27.03.2018 - 12:00 Uhr
Schnaittenbach

Neuer Kreuzweg in der Pfarrei St. Vitus Schnaittenbach wird eingeweiht 15 schlichte Metallkreuze

"Was lange währt, wird endlich gut" - dieser Spruch trifft ganz bestimmt auf den Freiluft-Kreuzweg der Pfarrei St. Vitus zu. Bei herrlichem Frühlingswetter wird die Anlage eingeweiht.

Stadtpfarrer Josef Irlbacher, Initiator Hans Grieger und Bürgermeister Josef Reindl (von links) bei der Einweihung des neuen Kreuzwegs. Bild: sh
von Autor SHProfil

Über 100 Gläubige hatten sich eingefunden, als Initiator Hans Grieger in seiner Rückschau auf das Sprüchl am Eingangskreuz beim Lindenbaum verwies: "Im großen Tempel der Natur, findest du des großen Gottes Spur, doch willst du ihn noch größer sehn, dann mußt du seinen Kreuzweg gehn." Alle Orte in der Umgebung besitzen laut Grieger seit Jahrzehnten einen Kreuzweg, der an das Leiden Jesu erinnert, die Pfarrei St. Vitus Schnaittenbach dagegen nicht.

Josef Reiß wollte schon vor 50 Jahren einen Kreuzweg errichten, aber ohne Erfolg. Und auch Hans Grieger ist vor 25 Jahren mit seiner Idee, den Schneinderweg entlang der Kreisstraße AS 19 bis hinauf zur Löwenhöhe zu verlängern, einen Kreuzweg anzulegen und im Dreieck bei den Straßenabzweigungen nach Hainstetten und Demenricht eine Kreuzigungsgruppe zu installieren, an Behördenvorschriften, fehlendem Grunderwerb und zu hohen Investitionskosten gescheitert.

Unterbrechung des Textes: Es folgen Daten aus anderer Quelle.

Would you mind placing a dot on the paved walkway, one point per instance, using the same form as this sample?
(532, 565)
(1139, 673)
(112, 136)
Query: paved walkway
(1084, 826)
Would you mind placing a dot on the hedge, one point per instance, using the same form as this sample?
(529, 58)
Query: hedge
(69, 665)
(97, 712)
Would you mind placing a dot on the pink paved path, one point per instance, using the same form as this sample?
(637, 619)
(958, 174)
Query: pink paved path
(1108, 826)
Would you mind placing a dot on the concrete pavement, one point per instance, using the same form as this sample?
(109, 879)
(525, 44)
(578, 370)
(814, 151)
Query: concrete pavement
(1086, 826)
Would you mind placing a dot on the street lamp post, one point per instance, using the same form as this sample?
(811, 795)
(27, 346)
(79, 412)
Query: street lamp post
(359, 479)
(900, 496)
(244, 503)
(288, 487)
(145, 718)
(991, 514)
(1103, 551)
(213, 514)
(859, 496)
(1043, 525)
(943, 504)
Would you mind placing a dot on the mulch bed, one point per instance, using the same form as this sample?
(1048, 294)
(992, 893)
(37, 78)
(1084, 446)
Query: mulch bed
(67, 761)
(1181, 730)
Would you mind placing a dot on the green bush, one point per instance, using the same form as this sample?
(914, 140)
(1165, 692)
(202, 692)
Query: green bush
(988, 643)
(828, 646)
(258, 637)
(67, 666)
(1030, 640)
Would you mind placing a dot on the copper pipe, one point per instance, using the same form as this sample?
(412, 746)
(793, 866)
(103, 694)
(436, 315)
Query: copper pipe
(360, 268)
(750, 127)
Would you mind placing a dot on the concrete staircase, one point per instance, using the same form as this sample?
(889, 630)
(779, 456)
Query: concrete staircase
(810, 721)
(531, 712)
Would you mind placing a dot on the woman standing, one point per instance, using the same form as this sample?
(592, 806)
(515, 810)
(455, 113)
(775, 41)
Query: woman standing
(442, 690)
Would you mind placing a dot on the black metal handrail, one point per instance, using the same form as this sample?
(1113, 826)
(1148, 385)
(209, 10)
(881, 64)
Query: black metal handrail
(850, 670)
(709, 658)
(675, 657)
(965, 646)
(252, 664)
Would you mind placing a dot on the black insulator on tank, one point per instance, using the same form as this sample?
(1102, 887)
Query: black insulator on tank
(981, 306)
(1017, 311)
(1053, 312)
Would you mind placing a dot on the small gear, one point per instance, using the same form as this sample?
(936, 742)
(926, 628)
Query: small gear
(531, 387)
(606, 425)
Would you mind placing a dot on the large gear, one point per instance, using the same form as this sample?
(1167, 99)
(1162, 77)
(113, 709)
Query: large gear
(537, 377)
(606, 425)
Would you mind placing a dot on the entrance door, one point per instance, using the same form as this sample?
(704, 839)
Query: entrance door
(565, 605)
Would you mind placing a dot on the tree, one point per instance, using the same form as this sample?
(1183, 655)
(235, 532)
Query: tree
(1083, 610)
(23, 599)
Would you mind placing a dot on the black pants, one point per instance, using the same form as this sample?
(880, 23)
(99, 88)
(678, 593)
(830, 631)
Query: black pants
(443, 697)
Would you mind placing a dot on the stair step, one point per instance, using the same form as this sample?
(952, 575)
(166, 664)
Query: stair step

Grieger hat im Vorjahr die Idee eines Kreuzwegs wieder aufgegriffen und dafür den städtischen Weg vom Lindenbaum bis zur Gräßmann-Kapelle ins Auge gefasst. Stadtpfarrer Josef Irlbacher, Bürgermeister Josef Reindl, Kirchenpfleger Martin Nagler und Pfarrgemeinderatssprecherin Helene Schorner sicherten ihre Unterstützung zu. Die benötigten Flächen stellten die Firma AKW-Kick, Georg Kraus und die Stadt Schnaittenbach zur Verfügung. Aus Kostengründen entschied man sich für schlichte und einfache Metallkreuze.

Mit Bürgermeister Josef Reindl, Hans Schorner, Andrea Winkler-Wilfurth, Liborius Gräßmann, Martin Nagler, Kolpingsfamilie, Josef Strobl, Kolping-Theatergruppe, Hans Weiß, Buchbergtheater, Katholischer Frauenbund, Jagdgenossenschaft, Peter Färber/Siegbert Gmey, Sepp Reindl sen. (Kobers) und die Stadt Schnaittenbach sind Kreuzwegpaten und -sponsoren. Dank des Entgegenkommens von Georg Kraus und Werner Konschak von der Firma AKW-Kick konnten die insgesamt 15 Kreuze in der firmeneigenen Ausbildungswerkstatt kostengünstig gefertigt werden. Karl Schatz, Ewald Großmann und Mattl Götz sowie die Donnerstag-Rentner-Wanderer Günter Zillich, Max Schlosser und besonders Hans Nagler unterstützten Hans Grieger mit Rat und Tat bei den Arbeiten.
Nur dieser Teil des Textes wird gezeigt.